Though the extent to which Google relies on PageRank to deliver search results today isn’t really known to people outside the company, the algorithm is famous for its role in the making of the $55 billion business.
Much more quietly, PageRank itself has also become famous for its usefulness in a surprisingly wide range of fields that have nothing to do with the web–in everything from the analysis of sports teams to the interconnections inside the brain.
“It’s sort of like Google invented a lens,” says Purdue University computer scientist David Gleich. “If you have different combinations of lenses, you can look at all kinds of different systems–you can get microscopes, telescopes, or digital cameras. But you needed that unique insight of the lens.”
What PageRank does is analyze the connections, or hyperlinks, among web sites (also called the web graph) as an estimate of their importance, or authority, on a subject. It uses this information to order search results. When Page and Brin published their analysis, it was not just a novel application of existing mathematics. Academics today consider it a novel method in itself, though it took pieces from what others had done before.
In his research studying methods in data science, Gleich has been working to document the use of the PageRank algorithm in other fields in the 16 years since the original paper. He’s found dozens of cases that use the PageRank math. He’s not trying to track down every instance it’s been used, but rather to show PageRank’s wide applicability (Gleich finds his examples by reading and searching tech news sites, but then goes and dives into the math).
Pagerank, he says, could be used wherever there is a graph–which is a math idea that represents relationships or flows between a set of objects, whether those objects are web pages, office workers, Facebook users, genes, proteins, or roads. “If you start looking for graphs, you find them just about everywhere.”
Here are a couple of the more interesting use cases. None have contributed to as much commercial or societal impact as Google, but Gleich doesn’t rule out that possibility some day.
PageRank methods help answer the seemingly subjective question: What are the most important books? One University of Nebraska literature professor developed software that uses PageRank and other methods to answer this question for authors of the 19th century. Analyzing nearly 3,600 novels, it concluded that Jane Austen and Walter Scott were in fact the most influential, original authors of the 1800s.

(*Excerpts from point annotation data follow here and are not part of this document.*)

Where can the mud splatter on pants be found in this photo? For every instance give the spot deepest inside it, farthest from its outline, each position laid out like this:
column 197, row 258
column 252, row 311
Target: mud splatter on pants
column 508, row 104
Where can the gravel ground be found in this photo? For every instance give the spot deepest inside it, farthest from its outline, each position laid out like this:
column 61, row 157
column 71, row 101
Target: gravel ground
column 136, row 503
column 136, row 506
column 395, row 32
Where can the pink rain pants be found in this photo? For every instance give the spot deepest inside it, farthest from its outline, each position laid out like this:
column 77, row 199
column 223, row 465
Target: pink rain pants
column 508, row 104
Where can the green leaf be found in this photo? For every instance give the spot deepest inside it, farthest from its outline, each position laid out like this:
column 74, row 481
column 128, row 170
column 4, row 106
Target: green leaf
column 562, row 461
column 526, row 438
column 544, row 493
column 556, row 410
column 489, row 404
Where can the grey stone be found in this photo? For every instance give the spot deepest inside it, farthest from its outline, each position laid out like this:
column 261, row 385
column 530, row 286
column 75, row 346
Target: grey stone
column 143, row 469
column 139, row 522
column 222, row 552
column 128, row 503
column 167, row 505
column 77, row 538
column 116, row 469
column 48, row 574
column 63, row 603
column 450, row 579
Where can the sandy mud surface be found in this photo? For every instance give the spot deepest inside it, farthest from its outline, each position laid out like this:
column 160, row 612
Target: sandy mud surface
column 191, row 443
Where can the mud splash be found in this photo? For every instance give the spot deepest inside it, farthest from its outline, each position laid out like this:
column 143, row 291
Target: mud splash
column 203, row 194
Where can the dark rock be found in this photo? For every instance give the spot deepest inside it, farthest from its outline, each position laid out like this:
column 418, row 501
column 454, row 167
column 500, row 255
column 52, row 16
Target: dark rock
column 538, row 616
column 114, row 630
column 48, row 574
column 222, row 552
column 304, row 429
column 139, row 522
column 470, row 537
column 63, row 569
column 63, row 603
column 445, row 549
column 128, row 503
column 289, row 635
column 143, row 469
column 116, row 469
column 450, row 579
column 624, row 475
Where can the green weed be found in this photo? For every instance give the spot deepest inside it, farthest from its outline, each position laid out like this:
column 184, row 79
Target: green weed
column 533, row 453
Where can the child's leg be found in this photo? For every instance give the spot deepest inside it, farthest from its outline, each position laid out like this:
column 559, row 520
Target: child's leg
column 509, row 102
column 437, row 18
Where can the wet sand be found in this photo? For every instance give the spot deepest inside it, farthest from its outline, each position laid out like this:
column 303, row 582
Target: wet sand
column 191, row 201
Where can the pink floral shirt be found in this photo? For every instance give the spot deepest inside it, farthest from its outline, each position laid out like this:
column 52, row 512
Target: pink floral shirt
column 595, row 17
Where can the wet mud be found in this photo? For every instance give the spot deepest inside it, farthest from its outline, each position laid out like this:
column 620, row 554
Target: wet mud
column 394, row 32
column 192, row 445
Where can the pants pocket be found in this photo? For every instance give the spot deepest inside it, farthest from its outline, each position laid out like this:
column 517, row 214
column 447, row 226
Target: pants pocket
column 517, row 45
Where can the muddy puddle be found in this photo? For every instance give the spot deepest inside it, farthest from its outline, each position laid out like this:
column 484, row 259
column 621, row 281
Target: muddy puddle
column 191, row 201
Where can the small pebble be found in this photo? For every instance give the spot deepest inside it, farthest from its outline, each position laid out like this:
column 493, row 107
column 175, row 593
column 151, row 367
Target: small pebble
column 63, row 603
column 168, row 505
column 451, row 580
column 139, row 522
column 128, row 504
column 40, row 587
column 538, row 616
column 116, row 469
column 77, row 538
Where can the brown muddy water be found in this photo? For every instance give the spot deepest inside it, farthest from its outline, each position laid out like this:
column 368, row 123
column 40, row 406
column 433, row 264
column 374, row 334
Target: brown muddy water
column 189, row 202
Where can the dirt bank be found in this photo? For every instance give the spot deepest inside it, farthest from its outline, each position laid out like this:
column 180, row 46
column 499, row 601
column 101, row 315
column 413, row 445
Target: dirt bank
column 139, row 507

Who’s the best team or player in a given sport in history? Fans will debate this endlessly, and the criteria are subjective. One paper uses PageRank to look at all pro tennis matches since 1968 and analyzes all the matches between the same two opponents, constructing a network and developing from that a “prestige score.” In the realm of tennis, its answer is that Jimmy Connors is the best player. As Gleich says, the underlying idea behind these kinds of rankings is that a random fan follows a team or player until another beats them, at which point they pick up the new team–akin to a web surfer following links around the web.
“The human brain connectome [the neural network that links parts of the brain] is one of the most important networks, about which we understand surprisingly little,” writes Gleich in his paper. So it’s not surprising that PageRank has been applicable here. Most recently, it was used to evaluate the importance and connections among different brain regions, and how that changes with age, as seen under MRI scans of 1,000 people.
In a paper entitled “Google Goes Cancer,” researchers developed a “novel computational approach” based on Google’s algorithm that helped them to identify seven tumor genes that are linked to the prognosis of patients with pancreatic cancer and would help doctors better direct the course of cancer treatments.
In another surprising use of the algorithm, PageRank is used to predict both traffic flow and human movement within urban spaces. One study relies on a key ingredient of the algorithm, a concept called teleporting, which mimics the idea of a person starting or ending a journey, or parking, on a given street. This allows transportation researchers to create models that better gauge the inflow and outflow of cars on a road network, given that some cars that park may enter a road network without leaving.